History always associate important events to a certain building, piece of eating utensil, or personal effects as hallmarks of our struggle for national independence. Sometimes, these historical pieces would appear in our money, postage stamps or even advertisements which often create confusion to some. Talking about instances of recall when somebody will say, “ah, that jar in a 1000 peso bill?’ and the whole discussion ends there. However, not all edifices worthy of remembrance are considered national heritage.

I am not writing here to recall about historical buildings or artifacts rather to give an ode to Red Gate, a historical place for me here in Cebu City and to some who called it a home away from home. It’s a pre-world war II building owned by Ret. Col. Manuel F. Segura, a USAFFE veteran.

Life in Red Gate during my fresh person years has been quite a feat for me. Imagine living together with other girls with diverse backgrounds and personalities trying to establish a peaceful-coexistence amidst the differences. It was not a paradise but a place of reality where joy and pain meet in formidable circumstances. Lady boarders and few men as well came and left this boardinghouse. Some would leave indelible prints because of what they did while others would silently erase their marks in the creaking walls adorned with pictures of our dear (or not) boardinghouse. Red Gate also stands witness to love stories who are either sweet, bitter or both. Tales that would pass on from mouth to mouth or even from generation to generation depending on the person involved. We could only offer opinion of approval, sympathy or plain indifference as we try to put our lives in perspective.

At this point, our dear old boardinghouse is facing extinction.
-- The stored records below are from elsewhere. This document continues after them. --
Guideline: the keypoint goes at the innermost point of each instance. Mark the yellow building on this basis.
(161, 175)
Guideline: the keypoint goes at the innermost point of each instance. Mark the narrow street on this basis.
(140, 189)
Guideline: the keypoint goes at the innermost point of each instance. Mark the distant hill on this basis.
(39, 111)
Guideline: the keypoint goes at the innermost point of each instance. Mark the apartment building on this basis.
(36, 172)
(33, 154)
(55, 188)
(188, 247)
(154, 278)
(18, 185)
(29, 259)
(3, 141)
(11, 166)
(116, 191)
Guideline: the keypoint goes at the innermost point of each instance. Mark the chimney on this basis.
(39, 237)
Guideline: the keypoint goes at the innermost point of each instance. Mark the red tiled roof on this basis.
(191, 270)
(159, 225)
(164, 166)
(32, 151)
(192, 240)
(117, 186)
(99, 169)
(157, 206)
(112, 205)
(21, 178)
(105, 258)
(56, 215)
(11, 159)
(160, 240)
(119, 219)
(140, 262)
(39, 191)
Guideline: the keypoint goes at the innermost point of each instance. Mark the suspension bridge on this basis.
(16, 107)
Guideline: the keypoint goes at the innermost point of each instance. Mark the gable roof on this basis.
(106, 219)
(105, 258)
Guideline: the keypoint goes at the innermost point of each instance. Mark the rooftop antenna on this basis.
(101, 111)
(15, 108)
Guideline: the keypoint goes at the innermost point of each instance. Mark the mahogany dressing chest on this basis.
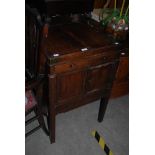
(77, 58)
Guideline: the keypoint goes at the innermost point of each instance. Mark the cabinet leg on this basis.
(102, 109)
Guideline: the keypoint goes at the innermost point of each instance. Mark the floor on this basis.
(73, 131)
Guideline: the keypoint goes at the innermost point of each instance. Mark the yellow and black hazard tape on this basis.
(102, 143)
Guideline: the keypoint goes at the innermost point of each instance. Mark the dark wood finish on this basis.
(77, 59)
(77, 77)
(121, 83)
(34, 30)
(101, 3)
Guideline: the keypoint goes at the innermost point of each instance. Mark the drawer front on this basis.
(84, 63)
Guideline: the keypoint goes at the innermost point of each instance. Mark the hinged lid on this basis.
(69, 6)
(54, 7)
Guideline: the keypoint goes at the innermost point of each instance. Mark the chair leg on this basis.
(51, 125)
(102, 109)
(41, 121)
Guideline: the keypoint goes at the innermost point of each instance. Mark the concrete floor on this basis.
(73, 131)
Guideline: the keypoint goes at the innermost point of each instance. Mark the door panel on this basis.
(100, 77)
(70, 85)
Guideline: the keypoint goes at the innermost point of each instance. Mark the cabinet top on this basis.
(53, 7)
(76, 38)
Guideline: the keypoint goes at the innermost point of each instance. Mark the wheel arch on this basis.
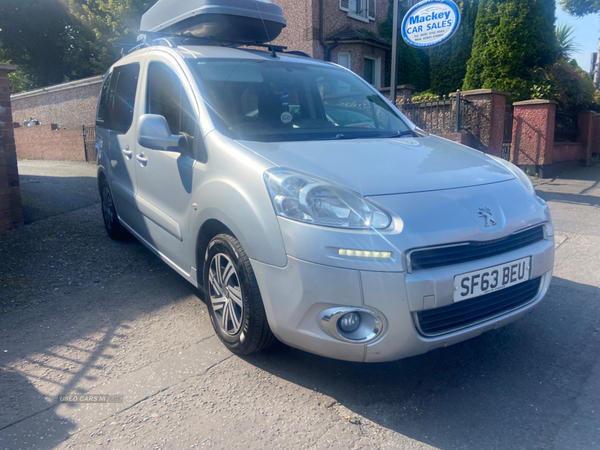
(209, 229)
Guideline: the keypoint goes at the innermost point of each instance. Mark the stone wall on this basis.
(50, 143)
(67, 105)
(11, 215)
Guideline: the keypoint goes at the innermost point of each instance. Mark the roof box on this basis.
(246, 21)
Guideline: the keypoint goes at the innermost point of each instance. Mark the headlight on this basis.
(522, 176)
(309, 199)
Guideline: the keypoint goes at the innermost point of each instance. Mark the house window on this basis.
(344, 60)
(372, 70)
(359, 9)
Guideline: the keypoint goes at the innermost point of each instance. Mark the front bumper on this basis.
(295, 295)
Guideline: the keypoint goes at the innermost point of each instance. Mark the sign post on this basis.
(394, 54)
(426, 24)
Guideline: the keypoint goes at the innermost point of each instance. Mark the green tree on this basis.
(413, 64)
(112, 21)
(40, 37)
(580, 8)
(448, 61)
(512, 38)
(566, 41)
(18, 80)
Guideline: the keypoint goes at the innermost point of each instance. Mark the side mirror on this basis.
(153, 132)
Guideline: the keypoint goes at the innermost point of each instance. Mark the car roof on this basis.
(208, 51)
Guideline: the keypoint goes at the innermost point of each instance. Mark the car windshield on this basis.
(273, 101)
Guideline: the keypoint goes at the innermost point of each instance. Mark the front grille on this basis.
(470, 251)
(442, 320)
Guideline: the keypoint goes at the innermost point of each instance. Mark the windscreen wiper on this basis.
(401, 133)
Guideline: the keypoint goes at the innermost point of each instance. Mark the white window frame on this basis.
(349, 66)
(372, 9)
(376, 69)
(363, 16)
(368, 10)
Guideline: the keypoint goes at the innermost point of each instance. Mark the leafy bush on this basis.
(512, 38)
(566, 83)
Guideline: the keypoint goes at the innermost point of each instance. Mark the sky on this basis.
(587, 33)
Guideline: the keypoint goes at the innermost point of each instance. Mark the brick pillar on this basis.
(586, 126)
(533, 133)
(11, 215)
(487, 124)
(596, 136)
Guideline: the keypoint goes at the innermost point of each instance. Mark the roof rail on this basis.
(150, 38)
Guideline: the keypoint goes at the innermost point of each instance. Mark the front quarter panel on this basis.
(230, 188)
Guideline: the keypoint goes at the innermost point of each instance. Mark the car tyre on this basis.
(233, 299)
(113, 226)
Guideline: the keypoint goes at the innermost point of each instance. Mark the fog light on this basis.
(349, 322)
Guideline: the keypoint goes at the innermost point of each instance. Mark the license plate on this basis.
(484, 281)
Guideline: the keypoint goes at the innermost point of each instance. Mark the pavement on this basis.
(81, 314)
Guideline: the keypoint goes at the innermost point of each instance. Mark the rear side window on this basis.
(166, 97)
(102, 102)
(117, 98)
(122, 99)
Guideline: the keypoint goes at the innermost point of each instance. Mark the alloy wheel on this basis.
(226, 294)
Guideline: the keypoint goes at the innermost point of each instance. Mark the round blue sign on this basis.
(430, 23)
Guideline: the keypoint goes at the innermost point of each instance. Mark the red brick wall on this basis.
(10, 196)
(568, 151)
(48, 142)
(533, 132)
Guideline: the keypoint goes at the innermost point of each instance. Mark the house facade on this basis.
(345, 32)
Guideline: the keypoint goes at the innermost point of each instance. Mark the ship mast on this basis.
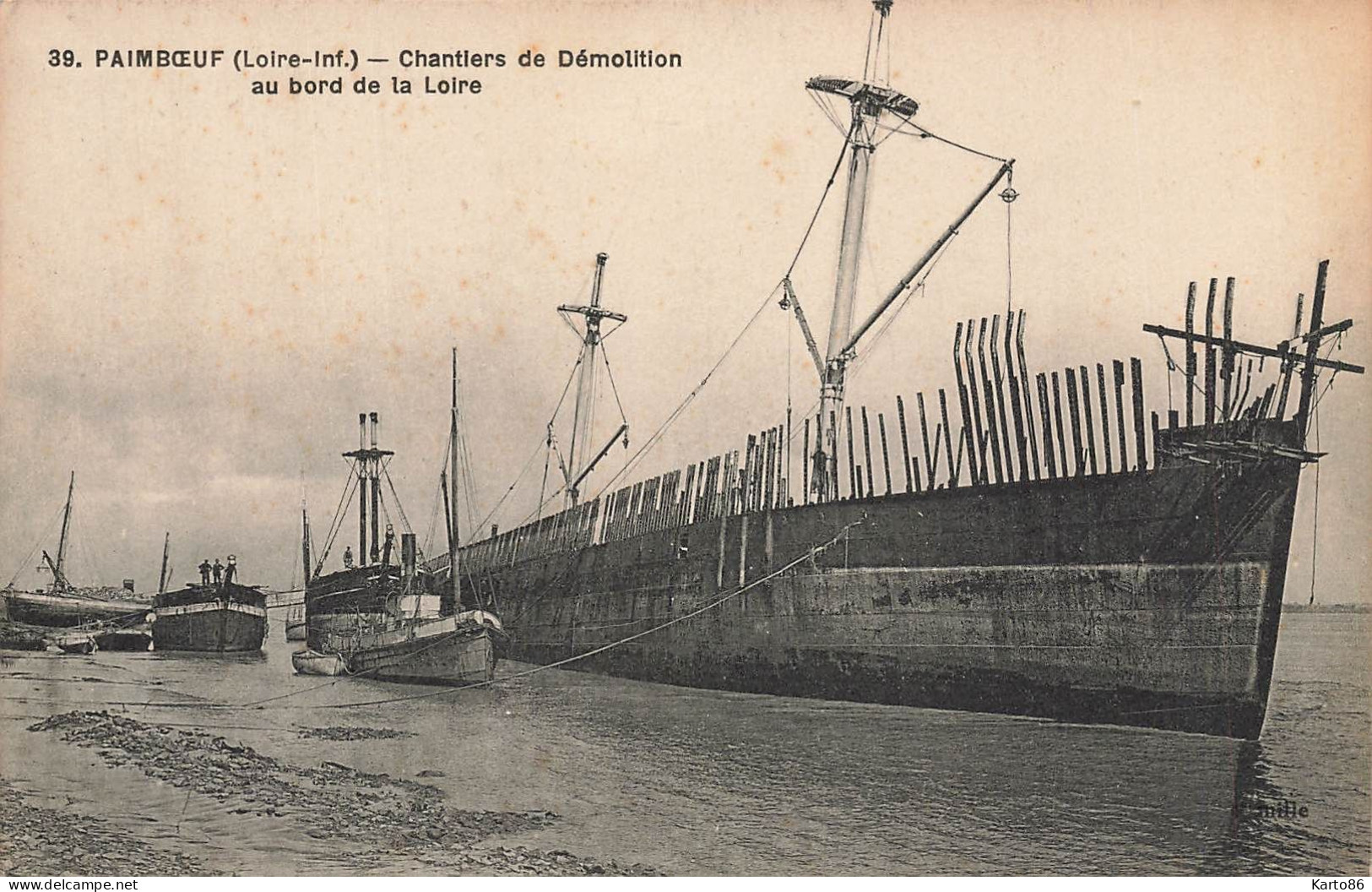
(368, 471)
(869, 101)
(59, 579)
(452, 500)
(166, 551)
(577, 463)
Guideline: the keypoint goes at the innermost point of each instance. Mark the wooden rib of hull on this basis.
(219, 628)
(1136, 599)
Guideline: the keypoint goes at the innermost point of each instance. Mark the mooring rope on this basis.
(808, 555)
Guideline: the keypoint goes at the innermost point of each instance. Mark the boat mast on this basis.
(368, 470)
(867, 102)
(452, 500)
(577, 467)
(59, 581)
(166, 551)
(305, 545)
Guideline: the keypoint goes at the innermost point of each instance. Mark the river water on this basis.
(708, 782)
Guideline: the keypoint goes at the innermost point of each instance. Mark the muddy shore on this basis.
(372, 819)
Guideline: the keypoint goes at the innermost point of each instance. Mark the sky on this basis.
(201, 288)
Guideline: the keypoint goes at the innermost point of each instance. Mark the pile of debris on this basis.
(377, 814)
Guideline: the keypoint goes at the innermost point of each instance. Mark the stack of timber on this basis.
(1040, 544)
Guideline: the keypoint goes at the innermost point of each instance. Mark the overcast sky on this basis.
(201, 288)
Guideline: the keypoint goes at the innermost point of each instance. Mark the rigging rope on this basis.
(928, 133)
(1315, 527)
(808, 555)
(43, 536)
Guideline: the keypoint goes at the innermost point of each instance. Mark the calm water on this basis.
(713, 782)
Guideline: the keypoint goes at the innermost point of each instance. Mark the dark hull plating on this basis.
(1146, 599)
(221, 630)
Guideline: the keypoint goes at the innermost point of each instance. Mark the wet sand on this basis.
(368, 819)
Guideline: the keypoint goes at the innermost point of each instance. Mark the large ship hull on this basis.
(443, 655)
(66, 611)
(445, 650)
(210, 628)
(1145, 599)
(221, 619)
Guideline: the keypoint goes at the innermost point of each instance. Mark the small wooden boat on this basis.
(77, 643)
(460, 650)
(296, 622)
(125, 639)
(317, 663)
(371, 619)
(65, 606)
(219, 617)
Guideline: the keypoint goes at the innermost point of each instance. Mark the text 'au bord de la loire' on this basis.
(314, 72)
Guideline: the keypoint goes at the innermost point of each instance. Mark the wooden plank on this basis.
(1124, 435)
(768, 467)
(1191, 360)
(1104, 416)
(904, 443)
(1227, 351)
(1209, 357)
(952, 468)
(1058, 427)
(977, 432)
(1257, 351)
(1047, 426)
(1090, 420)
(962, 395)
(1016, 405)
(1075, 411)
(990, 390)
(1157, 439)
(1312, 353)
(1141, 443)
(852, 460)
(1024, 376)
(885, 456)
(930, 457)
(998, 379)
(866, 448)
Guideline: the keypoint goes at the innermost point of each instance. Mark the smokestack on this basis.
(361, 500)
(408, 555)
(377, 497)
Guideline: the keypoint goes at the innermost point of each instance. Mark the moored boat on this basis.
(375, 619)
(1022, 547)
(219, 617)
(66, 606)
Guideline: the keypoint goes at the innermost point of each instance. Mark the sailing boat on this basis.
(210, 617)
(63, 604)
(1131, 578)
(368, 617)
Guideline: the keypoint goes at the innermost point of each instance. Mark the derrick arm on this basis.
(594, 461)
(805, 327)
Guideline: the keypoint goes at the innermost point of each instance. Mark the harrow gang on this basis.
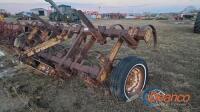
(42, 45)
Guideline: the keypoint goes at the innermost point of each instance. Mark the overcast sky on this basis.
(107, 5)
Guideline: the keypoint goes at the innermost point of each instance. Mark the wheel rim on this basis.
(135, 81)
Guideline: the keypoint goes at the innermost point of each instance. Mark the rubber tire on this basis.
(197, 24)
(120, 73)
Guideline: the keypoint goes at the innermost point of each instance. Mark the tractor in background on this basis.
(63, 13)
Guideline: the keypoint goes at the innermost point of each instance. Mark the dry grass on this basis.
(174, 68)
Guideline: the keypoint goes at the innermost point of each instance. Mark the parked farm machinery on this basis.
(44, 46)
(197, 24)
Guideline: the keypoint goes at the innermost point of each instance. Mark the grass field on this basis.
(174, 67)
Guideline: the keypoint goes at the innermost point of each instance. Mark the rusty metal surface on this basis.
(40, 45)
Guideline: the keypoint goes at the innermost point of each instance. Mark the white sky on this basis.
(117, 2)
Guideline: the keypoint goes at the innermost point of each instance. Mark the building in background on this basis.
(40, 11)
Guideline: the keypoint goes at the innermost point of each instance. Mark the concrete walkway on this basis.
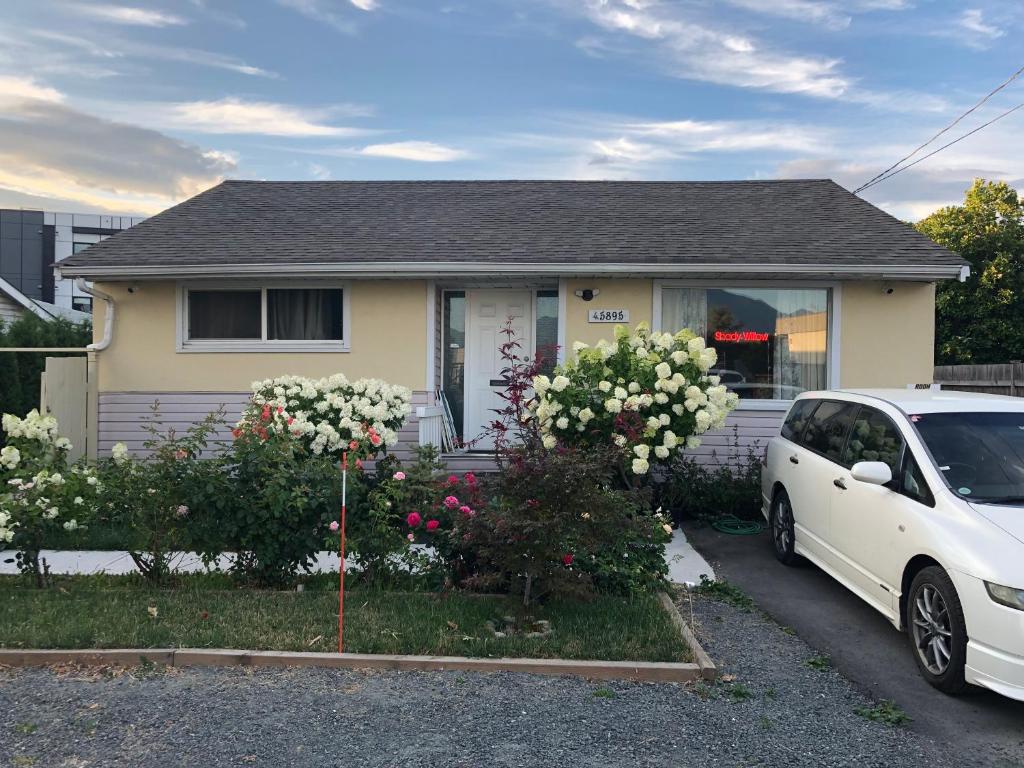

My favorite Red Gate will no longer be called as such because of the flux of economic progress. All of us are going to leave this memorable and historical place next year and continue with our life. The sad part is leaving but I guess this is the whole point of change. A sad change at that.

There are things which are beyond our control and what we could do is pick up and hold on to the happy memories. Red Gate has been my training ground with life’s realities as I learned to adjust and be the person that I am today. Somehow I would miss the national anthem wake-up call every first Saturday of the month as the veterans would hold their monthly meetings in the parking lot. They have been a constant fixture in our existence in Red Gate. I maybe nostalgic right now but I know for a fact that there will be no other Red Gate. A house known for its blazing red gate which has become a label among the various boarding houses near UP-Cebu.

In the years to come, the memoranda posted in every door of the boardinghouse calling our attention of the recent increase in water, electricity and bed space payments will be bygones. These love notes signal us that something is up like we did not turn off the lights during sleeping time or boyfriends of the boarders have entered off-limits area like the study hall and other stuff which we do not follow.

The Christmas lights are already lighted, the notice of vacating the boardinghouse has been posted, and Red Gate is now closed for business. I would like to take this opportunity to thank Col. Segura and Madam Connie for taking care of us.

Just like the historical buildings, Red Gate will be gone and left forgotten by its inhabitants though some would remember from time to time. It will be just a figment of our past that will become a rubble in the complex society of twenty-first century. Adios Red Gate!